In addition to Florida, Virginia is being billed as a critical swing state. That being the case, one has to wonder whether or not Mitt Romney factored in Virginia's large number of federal employees, both in vote rich Northern Virginia and in the greater Hampton Roads area. As I have noted before, the demographics of Virginia have changed to the point where if one wins the urban crescent from Northern Virginia south through Richmond and then southeast to Hampton Roads, it really doesn't matter if all of the knuckle dragging Neanderthals and Christofascists in the rest of the state vote for the other guy. A piece in the Washington Post looks at what Paul Ryan's budget would do to federal employees, a critical piece of Virginia's voting base. Here are excerpts:
The spending plan proposed by Rep. Paul D. Ryan of Wisconsin, Mitt Romney’s pick as the Republican vice presidential candidate, has drawn strong opposition from federal employees.
Under the proposed House Republican budget, which Ryan sponsored as chairman of the Budget Committee, savings from the federal workforce would total $368 billion over 10 years. The two-year freeze on basic federal pay rates, scheduled to expire at the end of this year, would be extended through 2015 for a total of five years.
“The Path to Prosperity,” as the budget plan is named, also calls on federal workers to make an unspecified “more equitable contribution to their retirement plans,” which means higher costs to employees.
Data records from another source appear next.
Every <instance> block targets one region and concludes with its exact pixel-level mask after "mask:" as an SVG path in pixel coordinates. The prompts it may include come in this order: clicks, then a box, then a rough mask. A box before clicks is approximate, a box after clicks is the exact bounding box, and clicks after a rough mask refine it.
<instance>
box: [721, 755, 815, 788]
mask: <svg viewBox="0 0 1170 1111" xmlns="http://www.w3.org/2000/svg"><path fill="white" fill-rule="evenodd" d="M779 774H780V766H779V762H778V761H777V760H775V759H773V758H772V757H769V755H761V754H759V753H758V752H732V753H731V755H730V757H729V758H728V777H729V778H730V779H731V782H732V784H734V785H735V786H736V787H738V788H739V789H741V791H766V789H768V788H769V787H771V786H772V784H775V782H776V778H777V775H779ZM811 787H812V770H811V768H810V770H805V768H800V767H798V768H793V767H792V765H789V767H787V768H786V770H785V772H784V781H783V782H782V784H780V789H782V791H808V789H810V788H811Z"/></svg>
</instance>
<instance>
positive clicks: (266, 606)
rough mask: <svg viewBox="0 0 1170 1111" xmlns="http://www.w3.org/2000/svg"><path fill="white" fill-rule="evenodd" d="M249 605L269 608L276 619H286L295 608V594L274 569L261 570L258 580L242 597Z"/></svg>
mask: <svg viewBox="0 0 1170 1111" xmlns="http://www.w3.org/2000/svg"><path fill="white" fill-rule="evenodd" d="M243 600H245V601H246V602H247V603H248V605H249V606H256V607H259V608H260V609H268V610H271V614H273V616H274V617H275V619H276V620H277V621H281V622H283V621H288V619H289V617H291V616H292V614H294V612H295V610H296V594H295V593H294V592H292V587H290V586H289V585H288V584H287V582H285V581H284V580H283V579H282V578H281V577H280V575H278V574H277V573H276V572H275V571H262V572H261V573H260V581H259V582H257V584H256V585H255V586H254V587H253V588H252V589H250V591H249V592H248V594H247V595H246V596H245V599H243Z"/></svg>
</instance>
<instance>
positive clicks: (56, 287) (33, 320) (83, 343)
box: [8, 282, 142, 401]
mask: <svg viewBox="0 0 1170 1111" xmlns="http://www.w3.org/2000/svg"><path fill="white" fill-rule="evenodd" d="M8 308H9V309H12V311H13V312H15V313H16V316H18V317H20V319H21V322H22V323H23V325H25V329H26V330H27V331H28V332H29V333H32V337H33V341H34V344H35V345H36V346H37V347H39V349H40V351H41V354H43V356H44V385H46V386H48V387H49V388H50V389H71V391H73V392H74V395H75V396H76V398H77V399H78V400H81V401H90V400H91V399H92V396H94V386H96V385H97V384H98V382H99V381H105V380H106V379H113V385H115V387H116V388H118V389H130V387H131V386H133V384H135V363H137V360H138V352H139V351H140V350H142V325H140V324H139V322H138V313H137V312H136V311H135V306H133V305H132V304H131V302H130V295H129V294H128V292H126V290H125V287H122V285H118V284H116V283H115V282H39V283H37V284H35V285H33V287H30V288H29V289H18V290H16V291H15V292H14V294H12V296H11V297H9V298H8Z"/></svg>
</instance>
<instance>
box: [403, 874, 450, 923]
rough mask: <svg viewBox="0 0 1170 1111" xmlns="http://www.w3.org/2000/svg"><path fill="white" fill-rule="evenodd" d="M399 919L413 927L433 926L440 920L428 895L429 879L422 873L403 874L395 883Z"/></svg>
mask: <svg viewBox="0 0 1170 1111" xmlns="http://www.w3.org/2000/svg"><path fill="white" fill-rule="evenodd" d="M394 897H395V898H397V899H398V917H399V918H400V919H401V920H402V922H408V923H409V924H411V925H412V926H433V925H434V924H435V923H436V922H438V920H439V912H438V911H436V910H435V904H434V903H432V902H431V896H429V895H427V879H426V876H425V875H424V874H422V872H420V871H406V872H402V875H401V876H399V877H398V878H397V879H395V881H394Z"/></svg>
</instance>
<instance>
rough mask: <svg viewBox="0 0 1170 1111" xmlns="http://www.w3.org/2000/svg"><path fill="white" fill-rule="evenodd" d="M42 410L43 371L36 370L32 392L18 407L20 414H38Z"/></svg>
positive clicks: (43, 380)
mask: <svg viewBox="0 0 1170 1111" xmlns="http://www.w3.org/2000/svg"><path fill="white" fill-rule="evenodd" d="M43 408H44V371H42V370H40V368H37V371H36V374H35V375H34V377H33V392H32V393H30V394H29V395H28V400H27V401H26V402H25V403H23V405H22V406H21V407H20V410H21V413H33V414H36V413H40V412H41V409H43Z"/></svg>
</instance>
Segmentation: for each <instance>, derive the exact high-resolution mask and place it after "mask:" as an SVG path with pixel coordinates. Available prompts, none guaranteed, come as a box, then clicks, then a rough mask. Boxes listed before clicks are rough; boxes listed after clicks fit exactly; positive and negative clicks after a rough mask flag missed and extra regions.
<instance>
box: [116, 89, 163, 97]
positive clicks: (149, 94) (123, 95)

Additionally, the federal workforce would be cut, through attrition over three years, by 10 percent, which equals more than 200,000 positions.
Because the Departments of Defense, Veterans Affairs, Justice and Homeland Security have so many employees, the majority of the eliminated positions would come from these agencies, all of which are related to national security.
The plan drew strong opposition from employee organizations when it was announced in March. American Federation of Government Employees President John Gage said the retirement savings means workers would “face massive cuts to the retirement benefits promised when they were hired.”
Gage also said “it is fundamentally wrong for federal employees to be required, yet again, to serve as the Automated Teller Machine for the nation. Enough is enough.”
National Treasury Employees Union President Colleen M. Kelley said the authors of the budget apparently “don’t know, don’t understand or don’t care about the key role federal employees play in helping keep our nation safe, ensuring that our food and medicines are safe and effective, that our air and water are safe, and performing so many other services that people not only expect and want, but need, as well.”
And Joseph A. Beaudoin, president of the National Active and Retired Federal Employees Association, said, “Ryan’s belief that it is permissible to penalize middle-class federal workers, who protect Americans and keep our nation moving forward, is frightening.”